During the first Board of Education meeting when everyone was back in school, the costly additions to the new bureaucracy continued. September 28, 2011 and October 26, 2011 indicated that the expansion of the new bureaucracy was going to continue without let up, and with no discussion of the financial implication and policy impact of the spending and people involved. It was as if they had all been pre-selected for their jobs and for adherence to some kind of invisible plan shared behind the scenes by Brizard, Mayor Rahm Emanuel, and a handful of un-elected others.

At its September 28, 2011 meeting, the Board of Education expanded its chiefs of staff. By unanimous vote, the Board approved the appointment of an outsider named Todd Connor to the position of "Chief of Staff to the Chief Education Officer" at an annual salary of $145,000. No one asked why CPS was hiring another outsider to a position that paid twice as much as the average teacher and more than most principals.

Also its September 28, 2011 meeting, the Board of Education approved the appointment of an outsider named Akeshia Craven to the newly created position of "Officer for Pathways to College and Career" at an annual salary of $151,131.43. Craven, who was trained as an engineer, had been with CPS for a couple of years, most recently as a CAO. She had no experience in Chicago as either a teacher or principal. At the same meeting, the Board continued to fill the ranks of the newly invented "Chiefs of Schools" by appointing the controversial Kenwood High School Principal Elizabeth Kirby "Chief of Schools for the Southwest High School Network."

The September 28, 2011 meeting also saw the continued expansion of expensive outside lawyers. By a vote of the Board, the law firm of "Neal & Leroy" was approved to receive a half million dollars "to provide legal service in connection with land acquisition and related matter (six) for the Capital Improvement Program..."

Not one of the major expansions of the CPS central and "Network" bureaucracies was on the public agenda that came out from the Office of the Secretary on October 24, 2011, two days before the October 26, 2011 Board meeting. By the time the meeting had ended, however, the Board had approved another $1 million worth of administrative hires, half of them of people who came from outside Chicago and outside education.

At its October 26, 2011 meeting, the Board of Education approved the appointment of Melanie Shaker, who had been working at CPS for two years, to the position of "Deputy Chief Financial Officer and Treasurer" at an annual salary of $170,000.

The Board also at its October 26, 2011 meeting appointed a new Chief Financial Officer, an outsider named David Watkins, at a salary of $195,000 per year. Watkins was also provided with "a stipend for relocation and transition expenses at $15,000..."

Adam Anderson, a new employee, became the "Officer of Portfolio Planning & Strategy" at an annual salary of $135,000 at the same meeting.
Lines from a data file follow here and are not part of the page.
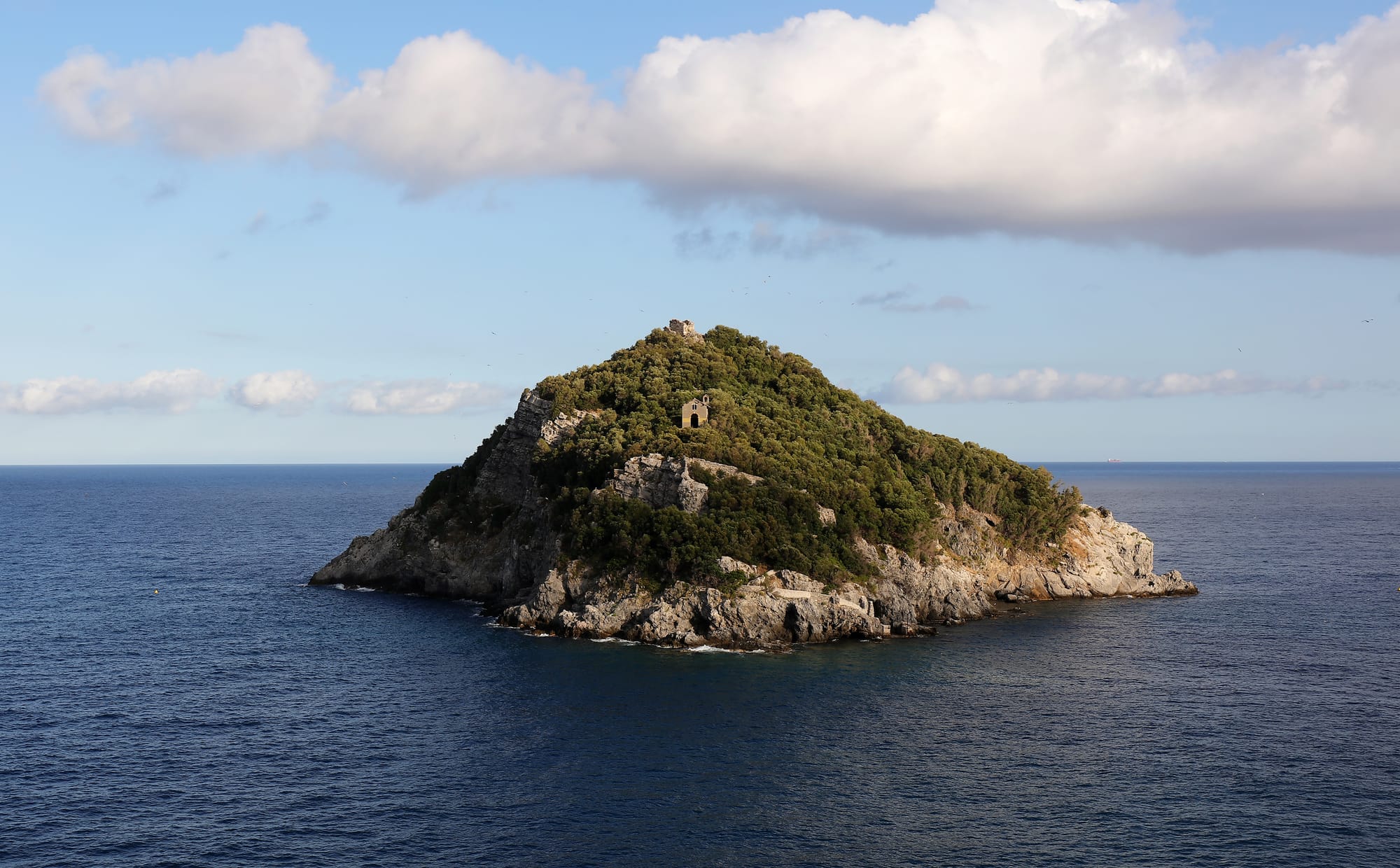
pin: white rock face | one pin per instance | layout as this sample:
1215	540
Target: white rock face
666	482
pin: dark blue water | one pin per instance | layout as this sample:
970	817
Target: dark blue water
239	718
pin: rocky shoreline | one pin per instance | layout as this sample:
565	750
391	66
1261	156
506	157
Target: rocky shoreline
513	565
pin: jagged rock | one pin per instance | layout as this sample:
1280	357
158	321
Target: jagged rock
502	545
666	482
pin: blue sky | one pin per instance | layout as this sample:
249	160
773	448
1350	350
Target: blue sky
1160	241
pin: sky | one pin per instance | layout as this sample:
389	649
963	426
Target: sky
1069	230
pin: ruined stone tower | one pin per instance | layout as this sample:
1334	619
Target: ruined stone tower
695	414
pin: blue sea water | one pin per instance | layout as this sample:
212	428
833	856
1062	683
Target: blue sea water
239	718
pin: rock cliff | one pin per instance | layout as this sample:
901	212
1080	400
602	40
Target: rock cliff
502	544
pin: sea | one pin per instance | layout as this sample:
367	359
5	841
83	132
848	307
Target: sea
174	694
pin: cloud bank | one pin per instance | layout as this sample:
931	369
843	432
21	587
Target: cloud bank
944	384
288	393
285	391
1080	120
155	393
419	397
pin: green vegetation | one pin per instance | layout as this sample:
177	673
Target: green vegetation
776	416
772	415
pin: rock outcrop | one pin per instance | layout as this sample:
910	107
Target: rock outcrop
506	552
666	482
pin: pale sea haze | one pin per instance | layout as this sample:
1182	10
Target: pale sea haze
240	718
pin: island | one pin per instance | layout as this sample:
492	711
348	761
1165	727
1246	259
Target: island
716	491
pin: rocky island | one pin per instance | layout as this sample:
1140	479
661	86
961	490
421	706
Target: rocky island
715	491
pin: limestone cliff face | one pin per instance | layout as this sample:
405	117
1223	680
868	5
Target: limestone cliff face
506	552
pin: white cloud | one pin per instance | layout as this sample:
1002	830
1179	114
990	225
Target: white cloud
946	384
286	391
419	397
158	393
1080	120
270	94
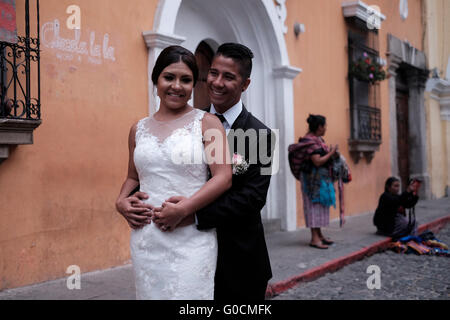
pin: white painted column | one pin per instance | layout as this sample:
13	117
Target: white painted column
285	182
157	42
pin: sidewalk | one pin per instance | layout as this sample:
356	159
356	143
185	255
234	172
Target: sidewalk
293	261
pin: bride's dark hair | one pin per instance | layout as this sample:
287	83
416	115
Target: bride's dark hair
174	54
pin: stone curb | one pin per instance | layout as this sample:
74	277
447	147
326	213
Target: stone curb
275	289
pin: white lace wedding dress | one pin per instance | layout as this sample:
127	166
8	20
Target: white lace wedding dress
180	264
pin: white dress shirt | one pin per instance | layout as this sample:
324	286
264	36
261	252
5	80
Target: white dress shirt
230	115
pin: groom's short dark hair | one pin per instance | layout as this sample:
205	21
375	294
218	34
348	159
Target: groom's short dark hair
240	54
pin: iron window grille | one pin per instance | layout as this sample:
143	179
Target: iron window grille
20	73
364	96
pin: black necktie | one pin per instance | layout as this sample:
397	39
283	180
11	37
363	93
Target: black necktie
221	118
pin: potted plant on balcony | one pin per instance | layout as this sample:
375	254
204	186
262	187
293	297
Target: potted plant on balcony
367	69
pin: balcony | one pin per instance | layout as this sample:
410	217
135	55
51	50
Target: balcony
20	106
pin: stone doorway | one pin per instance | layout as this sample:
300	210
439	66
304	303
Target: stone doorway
403	147
204	55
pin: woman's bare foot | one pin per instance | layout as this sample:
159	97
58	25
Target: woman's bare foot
318	245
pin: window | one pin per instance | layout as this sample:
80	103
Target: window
20	106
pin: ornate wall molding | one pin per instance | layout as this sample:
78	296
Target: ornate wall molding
368	14
282	14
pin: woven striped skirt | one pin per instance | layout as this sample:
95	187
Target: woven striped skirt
316	215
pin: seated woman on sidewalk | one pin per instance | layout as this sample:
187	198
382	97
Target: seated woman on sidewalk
390	217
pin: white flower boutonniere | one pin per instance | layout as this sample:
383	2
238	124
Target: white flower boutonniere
240	165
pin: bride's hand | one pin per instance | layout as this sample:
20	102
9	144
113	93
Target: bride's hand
169	216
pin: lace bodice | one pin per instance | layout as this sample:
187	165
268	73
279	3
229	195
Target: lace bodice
169	154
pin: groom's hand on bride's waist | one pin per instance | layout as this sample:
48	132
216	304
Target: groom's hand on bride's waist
172	215
137	213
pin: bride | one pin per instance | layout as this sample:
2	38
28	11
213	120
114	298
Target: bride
179	264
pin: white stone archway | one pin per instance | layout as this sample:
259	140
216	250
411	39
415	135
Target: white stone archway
270	97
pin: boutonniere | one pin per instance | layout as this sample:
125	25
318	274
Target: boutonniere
240	165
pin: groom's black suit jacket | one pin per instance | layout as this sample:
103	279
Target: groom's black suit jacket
243	263
243	259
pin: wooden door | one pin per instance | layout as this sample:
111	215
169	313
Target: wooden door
403	137
204	55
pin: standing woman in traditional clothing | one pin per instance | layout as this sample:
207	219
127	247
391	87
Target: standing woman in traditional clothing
316	180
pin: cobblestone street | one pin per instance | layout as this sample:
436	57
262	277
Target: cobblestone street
403	276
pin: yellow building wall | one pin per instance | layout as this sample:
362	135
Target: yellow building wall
57	196
322	87
437	48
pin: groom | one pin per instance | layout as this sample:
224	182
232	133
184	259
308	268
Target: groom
243	266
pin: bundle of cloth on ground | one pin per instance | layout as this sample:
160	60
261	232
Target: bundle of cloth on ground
424	244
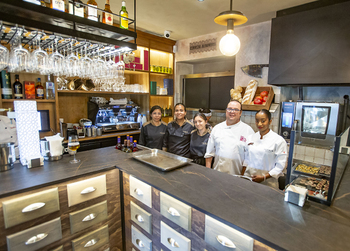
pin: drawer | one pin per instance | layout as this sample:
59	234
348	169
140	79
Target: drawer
92	241
172	239
140	240
35	237
87	217
60	248
86	190
30	207
176	211
141	217
223	237
141	191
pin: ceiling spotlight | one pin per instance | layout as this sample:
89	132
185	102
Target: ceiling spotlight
229	44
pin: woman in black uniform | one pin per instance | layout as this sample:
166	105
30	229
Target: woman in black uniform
153	131
199	139
178	133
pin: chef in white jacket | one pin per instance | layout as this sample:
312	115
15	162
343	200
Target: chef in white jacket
265	153
227	141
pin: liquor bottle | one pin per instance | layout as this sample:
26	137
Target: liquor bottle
128	149
6	91
119	144
78	9
124	23
135	149
107	16
57	5
50	89
18	88
92	10
39	90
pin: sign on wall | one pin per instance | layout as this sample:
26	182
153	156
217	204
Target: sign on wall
203	46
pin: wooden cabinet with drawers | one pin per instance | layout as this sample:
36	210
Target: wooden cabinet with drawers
86	216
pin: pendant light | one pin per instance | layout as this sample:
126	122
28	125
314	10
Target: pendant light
229	44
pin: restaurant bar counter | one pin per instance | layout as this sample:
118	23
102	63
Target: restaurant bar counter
142	200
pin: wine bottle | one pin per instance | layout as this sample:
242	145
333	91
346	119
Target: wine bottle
6	91
50	89
39	90
92	10
57	5
18	88
107	16
124	23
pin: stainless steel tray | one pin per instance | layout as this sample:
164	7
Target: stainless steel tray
160	159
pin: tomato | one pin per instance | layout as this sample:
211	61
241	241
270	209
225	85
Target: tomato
257	101
264	93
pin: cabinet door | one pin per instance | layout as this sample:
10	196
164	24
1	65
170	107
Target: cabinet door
196	92
220	92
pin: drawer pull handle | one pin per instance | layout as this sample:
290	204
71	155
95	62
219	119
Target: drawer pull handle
32	207
91	242
139	218
88	190
139	243
90	217
173	212
173	243
226	242
138	192
36	238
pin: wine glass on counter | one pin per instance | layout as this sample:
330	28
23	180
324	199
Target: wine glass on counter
73	145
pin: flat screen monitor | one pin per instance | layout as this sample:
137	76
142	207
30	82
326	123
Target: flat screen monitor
315	121
44	116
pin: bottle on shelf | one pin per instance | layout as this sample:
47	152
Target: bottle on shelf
135	149
124	23
50	89
6	91
92	10
119	144
78	9
57	5
18	88
107	16
39	90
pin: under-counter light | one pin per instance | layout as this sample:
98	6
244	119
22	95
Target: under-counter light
230	44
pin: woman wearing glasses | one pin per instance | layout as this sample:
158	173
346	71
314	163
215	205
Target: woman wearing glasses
178	133
199	139
265	153
152	132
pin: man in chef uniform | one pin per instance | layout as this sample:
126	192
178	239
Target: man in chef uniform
227	140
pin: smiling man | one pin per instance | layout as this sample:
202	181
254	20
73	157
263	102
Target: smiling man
227	140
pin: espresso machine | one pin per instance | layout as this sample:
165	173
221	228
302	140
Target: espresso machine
113	118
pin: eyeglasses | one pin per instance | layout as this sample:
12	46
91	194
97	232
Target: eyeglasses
232	110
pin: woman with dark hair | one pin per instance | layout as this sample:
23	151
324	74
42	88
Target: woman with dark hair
152	132
199	139
178	133
265	152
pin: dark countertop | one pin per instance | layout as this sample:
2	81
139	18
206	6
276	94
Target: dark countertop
254	209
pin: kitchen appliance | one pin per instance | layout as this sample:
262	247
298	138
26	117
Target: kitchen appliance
7	156
312	121
113	118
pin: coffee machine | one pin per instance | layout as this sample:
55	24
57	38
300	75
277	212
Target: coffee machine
113	118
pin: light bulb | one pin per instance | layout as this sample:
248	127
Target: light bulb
229	44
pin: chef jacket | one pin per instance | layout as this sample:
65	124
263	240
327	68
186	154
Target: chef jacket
198	146
152	135
177	138
226	144
266	155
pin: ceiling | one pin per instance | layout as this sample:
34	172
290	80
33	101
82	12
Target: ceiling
191	18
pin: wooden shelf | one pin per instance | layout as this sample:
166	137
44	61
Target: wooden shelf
101	92
37	100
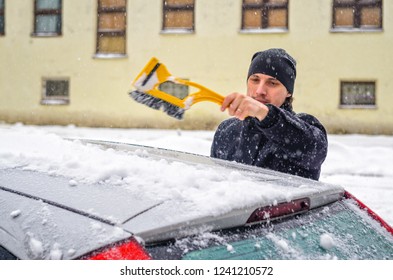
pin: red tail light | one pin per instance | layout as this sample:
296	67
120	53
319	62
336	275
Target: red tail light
279	210
129	249
370	212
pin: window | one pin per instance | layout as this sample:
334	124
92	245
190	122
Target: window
264	14
178	15
47	17
2	18
357	94
55	91
357	14
111	28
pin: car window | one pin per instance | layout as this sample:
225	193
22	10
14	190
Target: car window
5	255
337	231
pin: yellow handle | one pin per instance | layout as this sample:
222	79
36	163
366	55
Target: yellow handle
204	94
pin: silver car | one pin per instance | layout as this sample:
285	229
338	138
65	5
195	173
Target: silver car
284	216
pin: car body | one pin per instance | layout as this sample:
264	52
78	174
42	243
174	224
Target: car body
46	216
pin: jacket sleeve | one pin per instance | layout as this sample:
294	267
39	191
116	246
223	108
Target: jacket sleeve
300	137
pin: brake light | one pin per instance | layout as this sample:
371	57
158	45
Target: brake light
125	250
279	210
348	195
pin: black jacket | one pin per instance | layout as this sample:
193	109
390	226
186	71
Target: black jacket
283	141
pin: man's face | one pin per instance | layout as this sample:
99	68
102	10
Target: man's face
266	89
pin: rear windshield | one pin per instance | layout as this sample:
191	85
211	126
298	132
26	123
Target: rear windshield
337	231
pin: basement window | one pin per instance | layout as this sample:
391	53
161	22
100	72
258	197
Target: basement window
355	15
55	91
178	16
111	28
264	15
47	17
358	95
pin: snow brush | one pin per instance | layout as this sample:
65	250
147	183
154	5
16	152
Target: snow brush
149	91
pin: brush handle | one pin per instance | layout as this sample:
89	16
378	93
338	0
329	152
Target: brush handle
204	94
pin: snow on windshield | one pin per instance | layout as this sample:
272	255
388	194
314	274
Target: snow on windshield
362	164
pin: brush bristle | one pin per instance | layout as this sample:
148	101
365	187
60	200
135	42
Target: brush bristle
157	104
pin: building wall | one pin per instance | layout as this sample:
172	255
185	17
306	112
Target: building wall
217	55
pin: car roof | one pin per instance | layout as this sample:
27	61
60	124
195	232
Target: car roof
156	218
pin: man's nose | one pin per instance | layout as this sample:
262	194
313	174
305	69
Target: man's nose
261	89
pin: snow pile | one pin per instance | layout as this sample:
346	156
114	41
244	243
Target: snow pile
34	149
362	164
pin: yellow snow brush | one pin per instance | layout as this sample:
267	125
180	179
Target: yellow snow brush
153	88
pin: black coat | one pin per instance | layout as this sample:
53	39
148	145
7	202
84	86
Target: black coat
283	141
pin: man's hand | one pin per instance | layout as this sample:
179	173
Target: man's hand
241	107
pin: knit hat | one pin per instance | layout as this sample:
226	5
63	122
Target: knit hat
276	63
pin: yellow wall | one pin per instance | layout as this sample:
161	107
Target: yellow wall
217	55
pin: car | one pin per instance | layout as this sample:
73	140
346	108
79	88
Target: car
202	209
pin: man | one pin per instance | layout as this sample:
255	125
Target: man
265	131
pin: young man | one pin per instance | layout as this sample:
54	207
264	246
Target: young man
265	131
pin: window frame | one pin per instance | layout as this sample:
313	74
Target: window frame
54	100
265	6
177	7
357	106
2	15
357	5
111	33
56	12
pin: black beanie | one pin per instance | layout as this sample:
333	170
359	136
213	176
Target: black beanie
276	63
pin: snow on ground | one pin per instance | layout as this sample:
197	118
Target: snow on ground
362	164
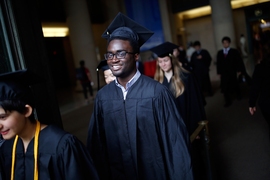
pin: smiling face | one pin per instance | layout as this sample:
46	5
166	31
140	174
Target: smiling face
108	76
124	69
13	123
226	43
165	63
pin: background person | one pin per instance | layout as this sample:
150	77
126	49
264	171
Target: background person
84	76
200	62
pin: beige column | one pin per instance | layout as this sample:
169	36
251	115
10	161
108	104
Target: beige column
222	19
81	37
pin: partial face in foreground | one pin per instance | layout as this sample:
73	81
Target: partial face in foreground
165	63
13	123
226	44
123	68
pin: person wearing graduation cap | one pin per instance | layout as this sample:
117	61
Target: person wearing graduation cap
108	75
135	131
182	83
33	150
189	97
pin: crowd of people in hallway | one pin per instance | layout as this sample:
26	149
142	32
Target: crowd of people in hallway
140	127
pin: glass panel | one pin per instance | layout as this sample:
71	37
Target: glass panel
6	59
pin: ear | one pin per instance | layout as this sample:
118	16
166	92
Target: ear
28	110
136	57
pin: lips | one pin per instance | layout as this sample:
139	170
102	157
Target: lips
4	132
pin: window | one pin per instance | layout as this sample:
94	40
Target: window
10	53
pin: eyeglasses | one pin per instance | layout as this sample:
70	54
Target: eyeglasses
118	55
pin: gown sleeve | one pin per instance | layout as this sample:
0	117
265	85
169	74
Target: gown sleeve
174	138
76	160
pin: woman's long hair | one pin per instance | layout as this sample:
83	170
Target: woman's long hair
177	85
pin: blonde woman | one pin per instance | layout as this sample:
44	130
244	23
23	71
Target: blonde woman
181	83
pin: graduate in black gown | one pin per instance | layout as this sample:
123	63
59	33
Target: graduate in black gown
135	130
188	95
32	150
182	84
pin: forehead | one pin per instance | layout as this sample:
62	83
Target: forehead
163	58
119	44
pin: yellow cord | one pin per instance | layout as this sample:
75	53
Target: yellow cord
13	157
36	150
35	153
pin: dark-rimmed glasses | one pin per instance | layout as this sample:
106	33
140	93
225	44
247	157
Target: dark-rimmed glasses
118	55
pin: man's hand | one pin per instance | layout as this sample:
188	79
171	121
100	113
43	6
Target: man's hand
199	57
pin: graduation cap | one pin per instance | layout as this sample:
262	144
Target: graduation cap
164	49
124	27
16	85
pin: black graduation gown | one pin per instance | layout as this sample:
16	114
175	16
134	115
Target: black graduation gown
228	67
200	68
191	102
141	137
61	156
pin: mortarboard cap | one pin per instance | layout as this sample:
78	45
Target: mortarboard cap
164	49
103	65
124	27
16	85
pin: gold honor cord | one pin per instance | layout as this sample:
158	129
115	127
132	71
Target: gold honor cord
35	153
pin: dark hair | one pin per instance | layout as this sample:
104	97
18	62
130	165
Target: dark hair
16	105
226	38
135	45
197	43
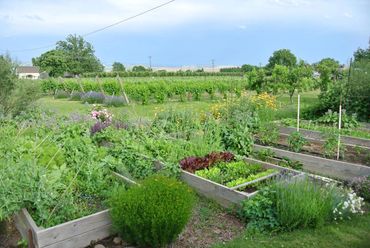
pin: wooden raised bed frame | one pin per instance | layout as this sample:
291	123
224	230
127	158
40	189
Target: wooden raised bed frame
322	166
225	196
76	233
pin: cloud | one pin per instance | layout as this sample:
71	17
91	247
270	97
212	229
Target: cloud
62	17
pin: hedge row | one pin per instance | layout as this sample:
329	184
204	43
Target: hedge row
160	90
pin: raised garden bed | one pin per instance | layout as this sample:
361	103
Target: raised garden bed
228	196
316	135
356	150
322	166
76	233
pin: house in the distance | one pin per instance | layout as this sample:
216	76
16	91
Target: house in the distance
28	72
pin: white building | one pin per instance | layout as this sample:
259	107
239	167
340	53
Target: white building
28	72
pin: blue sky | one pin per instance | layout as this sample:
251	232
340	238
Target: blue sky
190	32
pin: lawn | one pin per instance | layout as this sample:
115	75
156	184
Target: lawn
132	111
136	110
354	233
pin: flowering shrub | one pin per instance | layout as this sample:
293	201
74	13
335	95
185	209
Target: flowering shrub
93	97
264	100
361	185
101	114
115	101
349	205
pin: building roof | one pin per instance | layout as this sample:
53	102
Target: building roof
28	69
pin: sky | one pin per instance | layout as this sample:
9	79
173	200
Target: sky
189	32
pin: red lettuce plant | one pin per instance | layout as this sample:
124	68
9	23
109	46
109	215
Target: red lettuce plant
192	164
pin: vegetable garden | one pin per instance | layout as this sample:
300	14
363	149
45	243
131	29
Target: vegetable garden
75	170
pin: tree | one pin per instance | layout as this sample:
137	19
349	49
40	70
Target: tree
298	78
257	79
282	57
118	67
54	62
247	68
139	68
7	78
79	55
329	71
361	54
280	75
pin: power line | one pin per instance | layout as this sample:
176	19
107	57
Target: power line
98	30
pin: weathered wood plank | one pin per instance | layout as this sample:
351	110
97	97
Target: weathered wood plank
255	181
328	167
83	239
25	224
220	193
318	136
67	230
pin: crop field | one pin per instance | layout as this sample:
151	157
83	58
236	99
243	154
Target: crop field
238	165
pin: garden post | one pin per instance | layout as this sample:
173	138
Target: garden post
298	108
339	127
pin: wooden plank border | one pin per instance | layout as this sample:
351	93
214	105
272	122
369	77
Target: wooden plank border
319	136
327	167
76	233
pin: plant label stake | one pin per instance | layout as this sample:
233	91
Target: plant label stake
299	105
339	127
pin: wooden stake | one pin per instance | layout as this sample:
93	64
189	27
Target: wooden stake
298	109
122	89
339	127
79	82
100	86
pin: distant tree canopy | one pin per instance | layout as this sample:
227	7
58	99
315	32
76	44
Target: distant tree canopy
54	62
139	68
329	71
282	57
74	55
118	67
361	54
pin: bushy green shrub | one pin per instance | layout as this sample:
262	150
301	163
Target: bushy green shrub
60	94
303	204
285	206
260	212
361	186
152	214
75	96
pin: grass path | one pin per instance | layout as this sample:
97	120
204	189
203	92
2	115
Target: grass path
348	234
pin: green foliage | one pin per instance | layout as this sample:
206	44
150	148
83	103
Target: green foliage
260	212
238	123
282	57
331	118
139	68
118	67
78	54
7	79
294	164
329	70
267	133
61	94
55	62
361	186
303	203
152	214
296	141
250	178
331	144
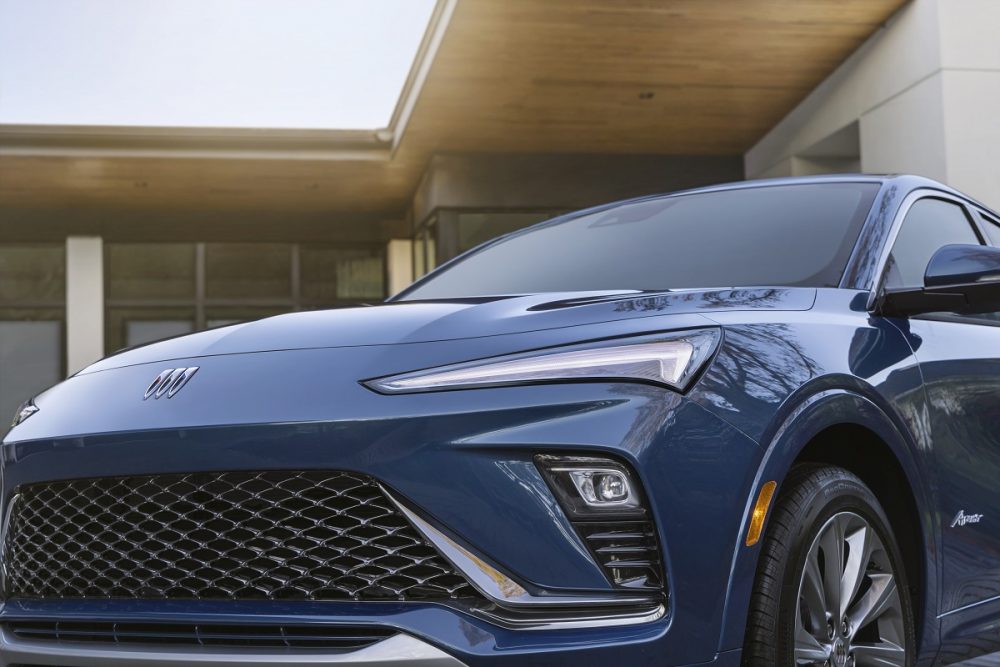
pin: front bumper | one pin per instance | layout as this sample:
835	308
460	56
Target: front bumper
397	651
464	459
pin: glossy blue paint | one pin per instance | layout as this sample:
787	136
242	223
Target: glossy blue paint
285	393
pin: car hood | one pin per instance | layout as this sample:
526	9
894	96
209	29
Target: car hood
423	322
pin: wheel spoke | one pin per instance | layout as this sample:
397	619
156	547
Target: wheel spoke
880	596
812	592
848	592
882	654
860	543
832	544
808	650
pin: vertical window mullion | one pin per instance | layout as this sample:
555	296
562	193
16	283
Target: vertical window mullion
199	286
296	276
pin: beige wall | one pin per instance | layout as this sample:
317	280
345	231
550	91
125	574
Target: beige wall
924	92
84	301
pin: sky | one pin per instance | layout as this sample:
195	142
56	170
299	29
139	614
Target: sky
207	63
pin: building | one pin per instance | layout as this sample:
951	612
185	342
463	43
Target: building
514	111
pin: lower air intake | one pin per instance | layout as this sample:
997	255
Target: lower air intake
221	636
220	536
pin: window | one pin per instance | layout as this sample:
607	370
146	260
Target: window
451	232
929	225
477	228
774	235
32	316
992	227
158	290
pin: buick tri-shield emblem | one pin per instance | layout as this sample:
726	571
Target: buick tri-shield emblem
169	382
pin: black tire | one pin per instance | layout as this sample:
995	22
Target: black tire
820	498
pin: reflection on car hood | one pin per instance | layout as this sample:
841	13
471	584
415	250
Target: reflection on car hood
419	322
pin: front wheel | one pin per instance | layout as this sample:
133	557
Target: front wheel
830	587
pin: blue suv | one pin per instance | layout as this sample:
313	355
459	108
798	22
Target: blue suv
752	424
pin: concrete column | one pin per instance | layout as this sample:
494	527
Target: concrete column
84	301
399	265
924	93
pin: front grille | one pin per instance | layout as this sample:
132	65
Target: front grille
628	551
222	636
220	536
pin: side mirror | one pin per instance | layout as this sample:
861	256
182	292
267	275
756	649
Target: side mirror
958	279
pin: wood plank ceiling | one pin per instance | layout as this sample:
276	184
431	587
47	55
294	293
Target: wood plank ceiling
537	76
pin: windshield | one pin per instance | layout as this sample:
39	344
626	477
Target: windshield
787	235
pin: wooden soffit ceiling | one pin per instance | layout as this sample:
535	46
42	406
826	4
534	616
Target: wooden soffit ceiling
531	76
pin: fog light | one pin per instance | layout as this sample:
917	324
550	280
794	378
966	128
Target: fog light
600	487
590	486
612	487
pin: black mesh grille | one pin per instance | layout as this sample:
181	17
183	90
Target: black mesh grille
230	636
628	551
228	536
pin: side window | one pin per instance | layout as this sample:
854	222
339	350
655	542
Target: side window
929	225
992	227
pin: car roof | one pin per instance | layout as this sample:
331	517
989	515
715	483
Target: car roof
905	182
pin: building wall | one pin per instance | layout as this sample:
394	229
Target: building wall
560	182
923	93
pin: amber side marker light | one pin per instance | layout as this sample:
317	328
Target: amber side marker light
760	512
When they voted to approve the appointment of Anderson, the supposedly business savvy members of the Board didn't bother to ask why CPS needed someone in the newly created "Portfolio" office to do "planning and strategy" (since the new "Chief Portfolio Officer," Oliver Sicat, had only been appointed four months earlier).

The Board itself got its second "Chief of Staff" in six months when it voted to pay Abigayil Joseph (who had been "Officer of Academic Enhancement") to take the position vacated by Robert Runcie, who had been hired to become superintendent of the Broward County Florida schools. Joseph's annual salary, according to the Board Report, was onl $145,000 ($30,000 less than Runcie's).